Leon menatap tajam ke arah mereka satu persatu, dan tatapannya berhenti saat matanya melihat ke arah wanita paruh baya yang sedang menggigil ketakutan. “Mia sudah diberi makan?”

“Belum bos.”

“Kasih aja dia ke Mia.”

Anak buah Leon mengangguk lalu menyeret wanita paruh baya itu ke kandang buaya yang ada di pekarangan markasnya. Tak hanya wanita paruh baya itu saja, semua keluarganya yang ada di sana juga ikut diseret ke dalam kandang buaya.

Leon kembali menatap ke arah sekerumunan orang yang tengah ketakutan, kali ini tatapannya berhenti ketika obyek penglihatannya adalah seorang laki-laki berusia 40 tahun. “Pencalonan ketua RT yang baru kapan?”

“Empat bulan lagi bos.”

Leon mengangguk lalu berjalan mendekat kearah laki-laki itu dengan senyuman menyeramkan di wajahnya. “Berapa kandidatnya?”

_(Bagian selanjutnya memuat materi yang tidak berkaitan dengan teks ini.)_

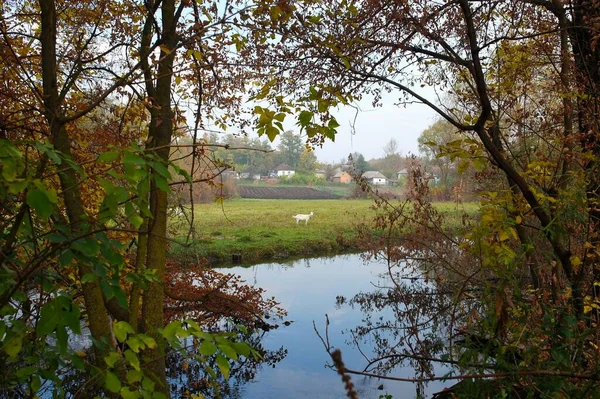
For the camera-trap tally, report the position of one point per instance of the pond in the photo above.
(308, 289)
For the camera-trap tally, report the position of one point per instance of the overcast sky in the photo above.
(374, 128)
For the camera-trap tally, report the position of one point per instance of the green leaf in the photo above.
(13, 345)
(26, 371)
(62, 339)
(272, 132)
(207, 348)
(170, 331)
(126, 393)
(147, 384)
(333, 124)
(134, 376)
(229, 352)
(223, 365)
(133, 159)
(305, 118)
(35, 385)
(112, 382)
(242, 348)
(148, 341)
(132, 359)
(112, 359)
(121, 329)
(40, 202)
(322, 105)
(9, 169)
(108, 156)
(48, 319)
(71, 318)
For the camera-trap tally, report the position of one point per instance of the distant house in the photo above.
(402, 173)
(342, 177)
(375, 178)
(230, 175)
(284, 170)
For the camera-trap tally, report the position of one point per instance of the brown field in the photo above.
(307, 193)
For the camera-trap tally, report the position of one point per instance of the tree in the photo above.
(536, 208)
(433, 142)
(358, 162)
(391, 148)
(81, 79)
(290, 148)
(307, 163)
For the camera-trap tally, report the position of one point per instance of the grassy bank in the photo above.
(263, 230)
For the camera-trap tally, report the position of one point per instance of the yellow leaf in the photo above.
(502, 235)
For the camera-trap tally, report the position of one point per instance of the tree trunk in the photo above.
(159, 139)
(98, 317)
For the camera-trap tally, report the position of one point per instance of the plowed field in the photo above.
(283, 193)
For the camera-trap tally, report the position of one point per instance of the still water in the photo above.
(307, 289)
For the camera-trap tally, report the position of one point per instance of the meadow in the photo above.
(254, 230)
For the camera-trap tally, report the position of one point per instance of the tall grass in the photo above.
(260, 230)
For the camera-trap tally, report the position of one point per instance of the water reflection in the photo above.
(309, 289)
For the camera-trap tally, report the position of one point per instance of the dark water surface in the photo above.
(307, 289)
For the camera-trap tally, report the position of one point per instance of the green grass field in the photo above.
(261, 230)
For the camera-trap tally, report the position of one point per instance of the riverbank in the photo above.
(250, 231)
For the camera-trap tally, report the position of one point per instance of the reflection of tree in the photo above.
(189, 375)
(427, 309)
(405, 320)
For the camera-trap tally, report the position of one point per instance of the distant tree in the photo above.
(359, 162)
(432, 142)
(290, 148)
(391, 148)
(307, 163)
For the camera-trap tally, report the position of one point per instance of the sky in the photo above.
(374, 127)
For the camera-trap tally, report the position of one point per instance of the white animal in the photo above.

“Ada 6 bos. 3 ketua dan 3 lagi wakilnya.”

“Nggak masalahkan kalau ketua RT-nya diganti sekarang? Lagi pula, kan masih ada wakilnya. Pergi ke Pak Lurah sekang, bilang kalau ketua RT-nya harus diganti. Kan nggak lucu kalau nanti desa ini nggak punya pemimpin karena sudah mangkat duluan... Kirim orang ini ke Michael."

Pak Dimas menggelengkan kepalanya saat mendengar kata-kata yang keluar dari mulut Leon. Sudah bisa dipastikan dirinya tak akan selamat kalau sang Raja sudah membuka mulutnya dan memberikan titah.

Salah satu anak buah Leon mengangguk lalu pergi dari sana untuk menyampaikan pesan dari bosnya untuk pak lurah.

“Dan mereka semua. Seret mereka ke penjara karna sudah melakukan fitnah dan pencemaran nama baik.”

Suara teriakan menggema di seluruh ruangan saat mereka yang sudah menuduh Riri dan Leon berzina diseret keluar markas untuk dikirimkan ke kantor polisi.

“Tapi bos, rata-rata mereka itu pedagang di pasar Kebon. Kalau mereka masuk penjara yang bakal bayar uang keamanan siapa?”

Leon melirik ke arah kaki tangannya yang sedang mencemas pemasukan mereka. “Paling juga dipenjara 9 bulan aja. Gak bakal mempengaruhi pemasukan tahunan kita. Nanti kalau mereka sudah keluar, tarik uang keamanannya 5 kali lipat dari biasanya!”

**

Dengan cemas Riri mengikuti pengurus apartemen yang dia tempati. Karena bingung tak tahu harus bagaimana, Riri akhirnya meminta tolong ke security dan diarahkan ke ruang staf di sana.

Untung saja Leon sudah memasukkan Riri sebagai anggota penghuni unit apartemennya, sehingga dengan mudah Riri bisa mendapatkan pertolongan.

“Di sini sudah terpasang sidik jari Nona, jadi Anda bisa menempelkan jari jempol Anda, dan pintu akan terbuka.”

Riri mengangguk dengan mulutnya yang sudah membulat sempurna.

“Kalau untuk kata sandinya Anda bisa melihat di dalam kartu ini. Dan jika ingin lebih mudah lagi, Anda bisa menggunakan kartu akses ini untuk dapat membuka pintu secara otomatis, pintu akan terbuka jika anda menempelkannya di sini. Kalau tidak ada pertanyaan lagi saya permisi dulu.”

Riri menerima kedua kartu itu dengan tatapan terheran-heran. ‘Kok kartunya kayak familiar ya?’ Riri merogoh sakunya untuk mencari sesuatu. Dan ketemu, Riri melihat ke arah kedua kartu itu lalu membenturkan kepalanya ke didinding. “Bego banget sih jadi orang!... Lagian dia juga kenapa nggak ngasih tahu sih soal kartunya?!!...”

Riri menatap ke arah serentetan angka di dekat pintu lalu menekan beberapa di sana. “Bisa?!... Passwordnya beneran tanggal lahirku?!”